Truth is I have SO MUCH to be thankful for!!! We all do! A loving, kind, gracious, merciful God who is good and trustworthy. I could spend everyday going on and on about how grateful I am for God, I could revel in His goodness each and everyday and be so filled up. I just need to decide. Whatever we choose to think about will become magnified.
Their was a study on the brain done about complaining. And what it showed is that t when you complain their are pathways made. And so the more you complain, the easier it is to keep complaining because your brain likes to take the path of least resistance! Let’s be those who begin to cut-off those pathways by starving them out and do some of the hard work (and so worth it!!!) of forming new pathways in our brain- pathways of thankfulness!
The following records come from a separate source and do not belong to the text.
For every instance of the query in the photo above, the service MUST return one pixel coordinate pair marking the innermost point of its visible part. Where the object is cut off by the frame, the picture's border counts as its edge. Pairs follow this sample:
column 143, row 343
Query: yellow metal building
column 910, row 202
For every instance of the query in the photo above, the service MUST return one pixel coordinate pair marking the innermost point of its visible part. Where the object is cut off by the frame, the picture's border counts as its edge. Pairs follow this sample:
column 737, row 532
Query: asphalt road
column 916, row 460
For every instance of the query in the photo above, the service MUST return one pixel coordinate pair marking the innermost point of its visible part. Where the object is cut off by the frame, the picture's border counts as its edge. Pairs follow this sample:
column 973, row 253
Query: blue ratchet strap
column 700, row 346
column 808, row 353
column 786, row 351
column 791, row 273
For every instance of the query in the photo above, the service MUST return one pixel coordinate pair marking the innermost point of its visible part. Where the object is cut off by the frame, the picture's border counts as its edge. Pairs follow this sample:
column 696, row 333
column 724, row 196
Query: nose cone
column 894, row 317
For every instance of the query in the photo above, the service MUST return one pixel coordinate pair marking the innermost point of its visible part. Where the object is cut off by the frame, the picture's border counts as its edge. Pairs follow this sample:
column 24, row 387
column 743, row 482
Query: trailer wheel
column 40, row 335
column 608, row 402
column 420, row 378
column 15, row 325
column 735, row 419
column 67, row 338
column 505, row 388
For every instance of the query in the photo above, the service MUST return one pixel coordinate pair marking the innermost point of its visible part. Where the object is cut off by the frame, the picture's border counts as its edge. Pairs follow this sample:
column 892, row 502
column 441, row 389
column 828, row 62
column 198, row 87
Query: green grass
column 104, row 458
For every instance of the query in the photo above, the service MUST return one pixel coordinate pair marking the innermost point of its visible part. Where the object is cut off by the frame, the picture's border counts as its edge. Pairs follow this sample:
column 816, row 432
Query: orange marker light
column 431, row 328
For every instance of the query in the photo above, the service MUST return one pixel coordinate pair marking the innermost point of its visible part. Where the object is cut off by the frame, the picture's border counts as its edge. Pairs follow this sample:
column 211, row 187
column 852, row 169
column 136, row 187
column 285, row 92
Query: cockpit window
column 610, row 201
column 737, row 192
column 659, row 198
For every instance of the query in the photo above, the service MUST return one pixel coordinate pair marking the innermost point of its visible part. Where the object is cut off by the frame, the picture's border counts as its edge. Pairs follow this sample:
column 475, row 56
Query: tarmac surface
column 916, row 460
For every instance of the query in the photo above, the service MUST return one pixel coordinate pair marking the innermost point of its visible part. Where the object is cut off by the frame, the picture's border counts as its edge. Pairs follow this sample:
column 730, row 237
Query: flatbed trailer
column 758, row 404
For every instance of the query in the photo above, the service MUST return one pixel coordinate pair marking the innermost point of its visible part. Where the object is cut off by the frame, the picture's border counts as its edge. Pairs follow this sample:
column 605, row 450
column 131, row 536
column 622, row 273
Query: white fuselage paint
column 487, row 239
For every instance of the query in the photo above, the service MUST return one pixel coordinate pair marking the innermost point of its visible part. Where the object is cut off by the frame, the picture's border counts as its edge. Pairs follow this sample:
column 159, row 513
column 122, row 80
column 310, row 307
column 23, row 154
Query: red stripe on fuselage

Will you consider joining me as I do my best to focus on the good & the beautiful and speak the language of thanksgiving?! I know I won’t always get it right but how wonderful when I do! I think that’s how we are meant to live. A life of focusing on the good, the praiseworthy, the lovely, the beautiful & for thankful, gratefulness & appreciation to be our foundation for the way we talk. It’s not that we don’t see the bad or the ugly, we simply don’t choose to meditate on it.